LA CORSA PER L’ARTICO

La ‘’Polar Rush’’ si sta svolgendo sotto traccia. Gli interessi in gioco, specialmente sul lungo periodo, sono altissimi. I paesi che si stanno muovendo maggiormente in questa direzione sono Russia e Cina, che intendono assicurarsi una posizione di vantaggio sia per lo sfruttamento delle risorse energetiche presenti nell’Artico che per il controllo delle nuove rotte mercantili, che si stanno aprendo a causa dello scioglimento dei ghiacci. La Russia, in quanto membro del Consiglio Artico, è attratta in misura sempre crescente dalle risorse naturali della regione e dalla possibile estensione dello spazio geopolitico a suo favore nel nostro pianeta. Non è un caso che stia incrementando e rafforzando le basi di soccorso, in particolare nella vasta penisola siberiana dello Yamal, per le navi container che dovrebbero andare a rifornire partner commerciali come il Giappone, risparmiando in tal modo almeno il 40% del tempo rispetto alle ormai consolidate rotte a sud. La Cina del resto, pur non facendo parte del Consiglio Artico, ma partecipando ad esso come osservatore esterno, ha preso la decisione di costruire un’ambasciata a Reykjavìk, capitale della repubblica islandese, in grado di ospitare fino a 500 persone, a dimostrazione del fatto che gli obiettivi politici cinesi sono sempre più grandi in quest’area.
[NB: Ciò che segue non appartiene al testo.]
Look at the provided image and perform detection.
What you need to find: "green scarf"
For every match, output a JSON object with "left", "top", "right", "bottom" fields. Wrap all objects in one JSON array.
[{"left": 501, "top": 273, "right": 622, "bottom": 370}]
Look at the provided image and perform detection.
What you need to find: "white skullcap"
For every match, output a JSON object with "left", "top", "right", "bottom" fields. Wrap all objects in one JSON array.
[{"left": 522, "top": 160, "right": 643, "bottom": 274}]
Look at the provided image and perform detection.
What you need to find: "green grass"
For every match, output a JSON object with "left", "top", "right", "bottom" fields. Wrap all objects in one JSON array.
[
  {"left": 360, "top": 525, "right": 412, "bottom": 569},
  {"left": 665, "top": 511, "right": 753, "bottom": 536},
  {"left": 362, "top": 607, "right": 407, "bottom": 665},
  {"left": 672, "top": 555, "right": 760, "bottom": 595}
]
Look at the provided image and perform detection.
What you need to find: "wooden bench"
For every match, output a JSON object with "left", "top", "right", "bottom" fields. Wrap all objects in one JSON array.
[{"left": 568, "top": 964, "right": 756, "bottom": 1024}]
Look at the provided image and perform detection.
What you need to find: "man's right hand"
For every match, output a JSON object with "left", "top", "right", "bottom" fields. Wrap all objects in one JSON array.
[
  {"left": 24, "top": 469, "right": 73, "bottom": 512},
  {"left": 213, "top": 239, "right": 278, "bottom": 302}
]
Si può già prevedere nel futuro prossimo una completa militarizzazione della regione artica? Certamente chi sta investendo oggi in questa zona, avrà innumerevoli vantaggi geostrategici ed economici nei prossimi 10-15 anni. Si tratta di una politica che non darà frutti nell’immediato, ma soltanto nel medio-lungo periodo. Quindi non appare strano che la Groenlandia cominci ad avanzare sempre più frequentemente richieste indipendentiste nei confronti della Danimarca, comprendendo che il progressivo scioglimento dei ghiacciai faciliterà le attività di estrazione mineraria. Rimangono invece ancora in disparte e poco interessati nei riguardi dell’Artico gli Stati Uniti, nonostante facciano parte del Consiglio Artico come membro fondatore dal 1991. Probabilmente ancora per poco, se si considerano le mire egemoniche sulla regione da parte della Russia di Putin.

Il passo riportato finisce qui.